My Lords, may I ask the noble Lord the Leader of the House: is it the case that junior Ministers in your Lordships' House are not remunerated in the same fashion as applies to junior Ministers in another place?—because if they are not equal with those in another place I want to say that, despite unsatisfactory answers to my questions to junior Ministers in your Lordships' House, I want to see them fairly treated.

Lord Soames

My Lords, I am grateful to the noble Lord for a question which, if I may say so, is typical of his attitude towards these matters and his magnanimity towards the Government. As Ministers they are remunerated in the same way as are junior Ministers in the other place. But their cash flow is much smaller because junior Ministers in another place also get their parliamentary salary, plus a number of other allowances which are not available to junior Ministers in this House. This is where the problem really lies.
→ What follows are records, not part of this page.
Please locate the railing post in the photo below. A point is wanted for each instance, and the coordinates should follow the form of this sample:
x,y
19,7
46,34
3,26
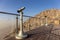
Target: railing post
x,y
16,24
21,34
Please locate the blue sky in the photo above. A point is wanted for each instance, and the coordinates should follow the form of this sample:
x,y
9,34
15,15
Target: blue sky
x,y
33,7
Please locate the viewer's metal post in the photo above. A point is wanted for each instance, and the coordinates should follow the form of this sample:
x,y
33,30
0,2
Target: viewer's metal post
x,y
46,21
21,34
16,24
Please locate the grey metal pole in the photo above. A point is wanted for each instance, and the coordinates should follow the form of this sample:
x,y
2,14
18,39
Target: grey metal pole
x,y
21,34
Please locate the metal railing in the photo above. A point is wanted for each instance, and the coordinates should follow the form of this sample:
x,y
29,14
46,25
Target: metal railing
x,y
9,23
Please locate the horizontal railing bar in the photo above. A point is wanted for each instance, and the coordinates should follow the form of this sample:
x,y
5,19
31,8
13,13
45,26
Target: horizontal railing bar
x,y
15,14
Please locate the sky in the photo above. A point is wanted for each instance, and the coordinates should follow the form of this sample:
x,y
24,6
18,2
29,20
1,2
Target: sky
x,y
32,7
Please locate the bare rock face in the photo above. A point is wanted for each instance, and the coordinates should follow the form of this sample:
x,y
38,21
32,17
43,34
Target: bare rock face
x,y
45,17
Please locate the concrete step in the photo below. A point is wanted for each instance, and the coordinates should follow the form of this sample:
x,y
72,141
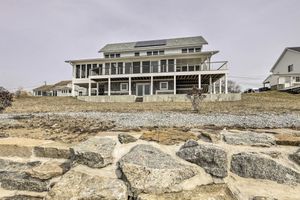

It is in this area that there is such a great difference. It is these areas which present such great difficulties, because the allowances are for specific purposes, some of which are related to constituencies, which of course junior Ministers in this House do not have.

Lord Winstanley

My Lords, in giving further thought to this matter, would the noble Lord the Leader of the House bear in mind, first, that when Members of this House become Ministers they often have to give up other forms of regular employment; secondly, they may suddenly become unemployed as a result of a general election in which they played no part; and, thirdly, some are of an age which makes it difficult for them to take up the threads of some former employment? Does not that mean that they should receive some kind of severance pay, as do Members of another place who fall by the wayside?

Lord Soames

My Lords, again I am grateful to the noble Lord. I think I might reply, "Whom are you telling?" But I assure the noble Lord that all the arguments he has just developed are very much in our minds.

Lord Goronwy-Roberts

My Lords, while appreciating very much the spirit and tone of the noble Lord's replies to these questions, may I ask a factual question? How is a junior Minister defined? Are they all Ministers below Secretary of State level?

Lord Soames

My Lords, what we are considering is the remuneration of Ministers in the House of Lords inasmuch as this refers to all Ministers. But it is junior Ministers that are a particular cause for concern because of the level of their ministerial salaries. That is the principal cause of our concern. But we are looking at the question of ministerial salaries in this House. I do not want the House to feel in any way that I deal with this as a matter of levity; it is an extremely important point. These are obviously personal matters, but I absolutely take the point made by my noble friend Lord Boyd-Carpenter in his supplementary question, that this also affects the way in which this House works. It is essential that those who have responsibilities need not be looking too much over their shoulder at their own financial difficulties when they carry the kind of burdens which everyone in your Lordships' House knows Ministers do carry.

The Earl of Lauderdale

My Lords, could my noble friend bear this point in mind, that we are not only thinking about the personal problems of individuals but also wondering about the Government's power to attract intelligent young talent to the Front Bench, and that in turn, of course, bears very directly on the operational efficiency of the House?

Lord Soames

My Lords, I think when it comes to remuneration the question of supply and demand should always be taken into account.

Lord Byers

My Lords, I wonder whether the noble Lord the Leader of the House would appreciate that, in his endeavours to solve this problem, he will have a very great deal of support from all quarters of the House.

Lord Soames

My Lords, I am most grateful to the noble Lord.